Israel justifies its actions because of a supposed threat to its existence, from a few zealots with clapped out rockets made from old gas pipes and shit like that, in a state where Israel has created, in effect the world's biggest concentration camp, and can turn off the taps of aid, food and trade, whenever it likes. A state whose inhabitants ride about on donkeys while Israel has tanks and (probably) nuclear weapons.

No, Israel is doing this just because it can. They will never achieve a "military" solution, because even if they destroy Hamas they will have created a whole new generation of potential jihad martyrs in doing so, and if Hamas goes, something even worse will take its place. Israel knows this, they are not stupid. It's all to do with posturing and seeming "strong", after the drubbing they got in Lebanon the other year.

So, if a single rocket falls on Israeli soil, then revenge is visited tenfold on the Palestinians, or even an hundredfold. Is this ever going to break the cycle of whataboutery? What do you think.

And of course, if you dare to criticise them, they play their trump card. Any criticism of Israel is presented as being anti semitic, and before you know where you are, you are a holocaust denier! The irony that they are now doing to the Palestinians what the Nazis did to six million European Jews in 1941-45 is completely lost on them.

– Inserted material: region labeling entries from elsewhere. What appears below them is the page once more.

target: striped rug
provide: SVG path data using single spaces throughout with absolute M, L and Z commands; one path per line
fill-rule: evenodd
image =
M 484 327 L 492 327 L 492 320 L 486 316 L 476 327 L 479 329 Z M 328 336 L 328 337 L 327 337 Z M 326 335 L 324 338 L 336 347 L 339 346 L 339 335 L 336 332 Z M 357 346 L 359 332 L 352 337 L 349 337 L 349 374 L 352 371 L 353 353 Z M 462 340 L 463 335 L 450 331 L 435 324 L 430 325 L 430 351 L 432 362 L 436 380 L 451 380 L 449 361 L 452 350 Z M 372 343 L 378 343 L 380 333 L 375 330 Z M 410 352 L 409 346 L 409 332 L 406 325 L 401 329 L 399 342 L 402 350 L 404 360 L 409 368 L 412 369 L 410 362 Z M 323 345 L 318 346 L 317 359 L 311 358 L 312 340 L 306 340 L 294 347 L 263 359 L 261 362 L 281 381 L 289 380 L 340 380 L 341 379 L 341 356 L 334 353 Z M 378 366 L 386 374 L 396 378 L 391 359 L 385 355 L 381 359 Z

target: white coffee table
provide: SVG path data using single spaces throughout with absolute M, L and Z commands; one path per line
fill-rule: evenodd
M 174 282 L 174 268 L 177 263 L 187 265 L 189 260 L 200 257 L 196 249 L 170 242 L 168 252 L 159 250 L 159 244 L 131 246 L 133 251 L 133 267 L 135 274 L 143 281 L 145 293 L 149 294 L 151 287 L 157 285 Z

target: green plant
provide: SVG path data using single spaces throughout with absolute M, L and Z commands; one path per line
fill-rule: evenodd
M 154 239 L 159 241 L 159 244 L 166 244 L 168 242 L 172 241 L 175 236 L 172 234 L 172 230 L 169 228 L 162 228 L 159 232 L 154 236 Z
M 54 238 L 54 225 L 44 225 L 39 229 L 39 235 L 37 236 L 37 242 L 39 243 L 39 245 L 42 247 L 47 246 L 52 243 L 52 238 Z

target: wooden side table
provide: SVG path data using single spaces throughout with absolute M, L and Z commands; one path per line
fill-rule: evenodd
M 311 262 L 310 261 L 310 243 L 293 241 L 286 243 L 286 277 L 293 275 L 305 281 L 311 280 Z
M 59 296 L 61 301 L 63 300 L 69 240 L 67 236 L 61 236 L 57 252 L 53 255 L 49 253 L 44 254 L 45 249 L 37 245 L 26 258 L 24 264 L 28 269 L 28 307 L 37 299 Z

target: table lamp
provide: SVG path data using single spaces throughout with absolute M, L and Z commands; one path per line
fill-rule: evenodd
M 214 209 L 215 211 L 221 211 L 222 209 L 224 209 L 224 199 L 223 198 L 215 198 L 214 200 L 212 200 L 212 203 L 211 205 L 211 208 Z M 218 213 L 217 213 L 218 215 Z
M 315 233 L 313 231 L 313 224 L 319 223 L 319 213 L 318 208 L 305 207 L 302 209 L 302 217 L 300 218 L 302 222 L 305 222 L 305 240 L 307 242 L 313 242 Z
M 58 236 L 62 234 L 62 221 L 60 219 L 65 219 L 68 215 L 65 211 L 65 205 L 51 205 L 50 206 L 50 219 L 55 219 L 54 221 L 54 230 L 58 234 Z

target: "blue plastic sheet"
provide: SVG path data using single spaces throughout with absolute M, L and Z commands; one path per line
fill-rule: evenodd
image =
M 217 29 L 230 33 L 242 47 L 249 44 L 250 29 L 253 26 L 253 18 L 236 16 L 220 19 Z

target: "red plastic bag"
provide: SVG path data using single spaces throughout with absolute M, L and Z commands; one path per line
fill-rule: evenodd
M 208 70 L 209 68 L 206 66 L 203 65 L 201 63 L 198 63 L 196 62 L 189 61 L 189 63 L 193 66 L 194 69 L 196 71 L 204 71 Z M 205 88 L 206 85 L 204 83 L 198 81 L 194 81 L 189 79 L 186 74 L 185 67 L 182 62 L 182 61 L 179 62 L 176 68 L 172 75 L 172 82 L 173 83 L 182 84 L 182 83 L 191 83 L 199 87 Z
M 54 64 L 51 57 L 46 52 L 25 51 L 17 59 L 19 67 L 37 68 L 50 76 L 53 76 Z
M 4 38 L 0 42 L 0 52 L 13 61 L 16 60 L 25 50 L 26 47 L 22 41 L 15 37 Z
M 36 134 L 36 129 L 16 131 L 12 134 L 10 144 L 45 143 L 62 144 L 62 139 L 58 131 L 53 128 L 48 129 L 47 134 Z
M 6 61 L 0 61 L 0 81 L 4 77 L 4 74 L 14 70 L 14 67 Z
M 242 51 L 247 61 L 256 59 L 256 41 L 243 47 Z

And we are going to pick up the bill, apparently. When the IDF eventually deign to let the aid in, it will be the British taxpayer, yes the same British taxpayers who are losing their jobs in droves and shouldering the burden of rescuing the failed and profligate banks, who will be paying seven million pounds to fund this.

Bollocks! Israel is a rich country and the least, the very least, that we should demand is that they should pay to clear up their own mess. So I look forward to hearing that Broon has frozen all Israeli assets in the UK and deducted seven million pounds from them.

RIP Rachel Correy, by the way. I know her name gets up the noses of Zionists, so it will do them no harm to know she is remembered.